Rapat tersebut memperkuat sinergi antara pemerintah pusat dan daerah. Selain itu, peserta rapat menyelaraskan data lahan agar kebijakan berjalan tepat sasaran. Dengan langkah ini, pemerintah berharap setiap program mampu memberikan dampak nyata di lapangan.
Dalam forum itu, peserta menyepakati penetapan sekitar 87 persen Lahan Baku Sawah (LBS) menjadi LP2B. Pemerintah kemudian memasukkan data tersebut ke dalam Rencana Tata Ruang Wilayah (RTRW). Kebijakan ini mengendalikan alih fungsi lahan sekaligus menjaga keberlanjutan sektor pertanian. Oleh karena itu, pemerintah menilai langkah ini sangat strategis untuk ketahanan pangan.

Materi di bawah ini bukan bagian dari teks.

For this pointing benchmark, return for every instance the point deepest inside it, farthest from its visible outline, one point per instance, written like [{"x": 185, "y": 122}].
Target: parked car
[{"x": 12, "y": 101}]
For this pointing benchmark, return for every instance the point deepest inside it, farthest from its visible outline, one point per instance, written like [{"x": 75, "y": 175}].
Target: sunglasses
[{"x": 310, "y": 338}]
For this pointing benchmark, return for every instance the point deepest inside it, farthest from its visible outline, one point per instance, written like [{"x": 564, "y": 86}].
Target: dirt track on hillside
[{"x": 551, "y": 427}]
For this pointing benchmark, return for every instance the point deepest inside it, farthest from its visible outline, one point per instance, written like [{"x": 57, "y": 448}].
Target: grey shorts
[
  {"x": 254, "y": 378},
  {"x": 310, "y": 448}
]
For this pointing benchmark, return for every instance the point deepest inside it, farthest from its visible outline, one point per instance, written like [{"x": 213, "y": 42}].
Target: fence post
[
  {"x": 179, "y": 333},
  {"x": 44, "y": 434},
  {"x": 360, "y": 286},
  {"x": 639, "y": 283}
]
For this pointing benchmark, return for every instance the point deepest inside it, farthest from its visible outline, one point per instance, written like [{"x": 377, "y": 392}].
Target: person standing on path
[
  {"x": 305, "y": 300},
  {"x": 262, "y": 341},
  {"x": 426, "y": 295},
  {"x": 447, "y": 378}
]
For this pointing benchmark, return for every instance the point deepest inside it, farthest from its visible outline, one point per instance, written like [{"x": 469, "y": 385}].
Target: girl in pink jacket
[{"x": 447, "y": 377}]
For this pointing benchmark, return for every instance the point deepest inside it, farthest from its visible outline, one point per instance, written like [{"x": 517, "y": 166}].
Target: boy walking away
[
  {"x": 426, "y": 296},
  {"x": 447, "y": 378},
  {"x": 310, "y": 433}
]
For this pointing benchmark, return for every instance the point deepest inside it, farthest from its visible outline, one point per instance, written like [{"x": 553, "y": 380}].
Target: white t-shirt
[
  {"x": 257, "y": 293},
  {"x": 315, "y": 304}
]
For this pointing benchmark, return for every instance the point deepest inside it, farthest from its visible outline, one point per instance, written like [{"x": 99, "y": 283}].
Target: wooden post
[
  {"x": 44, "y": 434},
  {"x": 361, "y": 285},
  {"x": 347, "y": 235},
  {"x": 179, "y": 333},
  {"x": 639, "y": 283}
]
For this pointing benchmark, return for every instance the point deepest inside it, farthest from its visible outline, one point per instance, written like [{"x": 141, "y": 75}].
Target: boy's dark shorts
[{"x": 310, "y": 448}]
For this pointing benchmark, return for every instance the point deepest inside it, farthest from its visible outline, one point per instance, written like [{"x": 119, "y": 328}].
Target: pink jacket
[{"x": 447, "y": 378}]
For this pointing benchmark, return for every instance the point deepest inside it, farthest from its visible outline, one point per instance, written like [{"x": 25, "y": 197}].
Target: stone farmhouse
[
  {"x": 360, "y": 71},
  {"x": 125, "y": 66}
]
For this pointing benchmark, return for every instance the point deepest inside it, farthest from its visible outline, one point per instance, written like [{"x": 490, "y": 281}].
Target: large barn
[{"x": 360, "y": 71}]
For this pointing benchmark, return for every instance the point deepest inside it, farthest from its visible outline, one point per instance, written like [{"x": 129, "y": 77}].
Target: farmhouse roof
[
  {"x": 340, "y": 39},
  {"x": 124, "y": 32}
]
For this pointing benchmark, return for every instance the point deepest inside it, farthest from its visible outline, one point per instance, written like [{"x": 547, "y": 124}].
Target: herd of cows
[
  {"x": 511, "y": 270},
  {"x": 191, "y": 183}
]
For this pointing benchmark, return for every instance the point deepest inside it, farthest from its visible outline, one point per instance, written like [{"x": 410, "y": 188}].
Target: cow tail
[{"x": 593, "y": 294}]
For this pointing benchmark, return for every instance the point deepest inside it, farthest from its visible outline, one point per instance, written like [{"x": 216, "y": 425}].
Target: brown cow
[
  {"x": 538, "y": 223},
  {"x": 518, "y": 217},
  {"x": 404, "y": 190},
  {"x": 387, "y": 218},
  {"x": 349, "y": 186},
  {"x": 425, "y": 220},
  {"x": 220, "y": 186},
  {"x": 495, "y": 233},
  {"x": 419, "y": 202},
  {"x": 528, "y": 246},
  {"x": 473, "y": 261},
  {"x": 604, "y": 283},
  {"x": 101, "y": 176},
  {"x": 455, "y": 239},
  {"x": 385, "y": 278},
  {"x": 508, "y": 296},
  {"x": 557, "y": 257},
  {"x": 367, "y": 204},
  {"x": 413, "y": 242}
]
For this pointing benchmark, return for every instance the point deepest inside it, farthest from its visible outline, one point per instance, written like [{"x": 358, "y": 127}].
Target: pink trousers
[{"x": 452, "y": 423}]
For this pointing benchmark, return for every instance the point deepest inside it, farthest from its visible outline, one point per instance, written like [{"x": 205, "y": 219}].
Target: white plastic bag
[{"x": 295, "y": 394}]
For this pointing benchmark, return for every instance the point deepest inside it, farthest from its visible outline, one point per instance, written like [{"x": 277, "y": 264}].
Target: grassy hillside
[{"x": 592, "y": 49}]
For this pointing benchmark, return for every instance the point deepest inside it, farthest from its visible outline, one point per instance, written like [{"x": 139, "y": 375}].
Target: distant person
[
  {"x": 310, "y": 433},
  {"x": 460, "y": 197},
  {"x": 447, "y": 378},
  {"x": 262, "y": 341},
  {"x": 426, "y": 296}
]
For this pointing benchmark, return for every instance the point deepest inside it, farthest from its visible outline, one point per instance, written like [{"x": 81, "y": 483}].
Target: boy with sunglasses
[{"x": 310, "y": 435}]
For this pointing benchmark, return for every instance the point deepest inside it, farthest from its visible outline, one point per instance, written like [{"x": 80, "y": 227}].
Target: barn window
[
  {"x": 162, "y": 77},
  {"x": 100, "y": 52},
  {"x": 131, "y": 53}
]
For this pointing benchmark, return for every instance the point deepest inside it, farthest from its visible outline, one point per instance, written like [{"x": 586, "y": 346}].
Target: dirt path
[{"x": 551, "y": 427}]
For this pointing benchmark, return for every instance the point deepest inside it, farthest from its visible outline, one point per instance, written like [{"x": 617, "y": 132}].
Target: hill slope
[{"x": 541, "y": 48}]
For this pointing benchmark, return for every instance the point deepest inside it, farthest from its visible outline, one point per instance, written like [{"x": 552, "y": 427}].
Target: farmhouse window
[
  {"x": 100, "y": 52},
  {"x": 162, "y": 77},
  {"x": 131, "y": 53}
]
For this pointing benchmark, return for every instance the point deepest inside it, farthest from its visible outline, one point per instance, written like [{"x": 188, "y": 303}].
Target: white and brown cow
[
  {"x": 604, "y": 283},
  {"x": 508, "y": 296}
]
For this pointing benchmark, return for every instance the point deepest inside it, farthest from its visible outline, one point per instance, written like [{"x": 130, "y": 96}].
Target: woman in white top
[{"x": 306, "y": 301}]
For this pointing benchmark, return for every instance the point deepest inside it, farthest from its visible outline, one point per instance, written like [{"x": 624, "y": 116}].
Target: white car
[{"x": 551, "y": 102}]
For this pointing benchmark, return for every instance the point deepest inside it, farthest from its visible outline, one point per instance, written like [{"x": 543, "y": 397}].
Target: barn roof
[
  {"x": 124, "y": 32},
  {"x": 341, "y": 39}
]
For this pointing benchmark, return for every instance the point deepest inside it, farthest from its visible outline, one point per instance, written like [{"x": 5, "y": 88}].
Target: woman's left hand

Menanggapi hal tersebut, Dadang Supriatna menegaskan komitmen Pemerintah Kabupaten Bandung. Ia memastikan jajarannya memperbarui dan membersihkan data Lahan Baku Sawah secara menyeluruh.
“Kami berkomitmen memperbarui sekaligus membersihkan data Lahan Baku Sawah. Kami juga menyelesaikan berbagai kendala di lapangan, termasuk tumpang tindih pemanfaatan ruang,” ujarnya.
Selanjutnya, ia menekankan pentingnya data yang akurat. Menurutnya, data yang valid akan memperkuat kebijakan dan menjaga keberlanjutan sektor pertanian. Karena itu, pemerintah daerah terus meningkatkan koordinasi lintas sektor agar proses verifikasi berjalan lancar.
Sementara itu, Gubernur Jawa Barat Dedi Mulyadi menegaskan peran pemerintah provinsi dalam menyelaraskan perbedaan data antara provinsi dan kabupaten/kota. Ia menyatakan bahwa sinkronisasi data menjadi fondasi penting dalam penataan ruang.
Ia juga menargetkan proses verifikasi Lahan Baku Sawah selesai dalam waktu satu bulan. Setelah itu, pemerintah provinsi memasukkan hasil verifikasi ke dalam revisi RTRW Jawa Barat. Dengan cara ini, kebijakan tata ruang akan lebih sesuai dengan kondisi lapangan.
Kehadiran Bupati Bandung dalam rapat ini menunjukkan langkah konkret pemerintah daerah. Selain itu, kehadiran tersebut memperkuat dukungan terhadap ketahanan pangan nasional. Pemerintah daerah terus mendorong penataan ruang yang tertib, terintegrasi, dan berkelanjutan.
Kolaborasi antara pemerintah pusat dan daerah menjadi kunci utama keberhasilan program ini. Oleh sebab itu, semua pihak perlu menjaga konsistensi kebijakan agar target swasembada pangan dapat tercapai.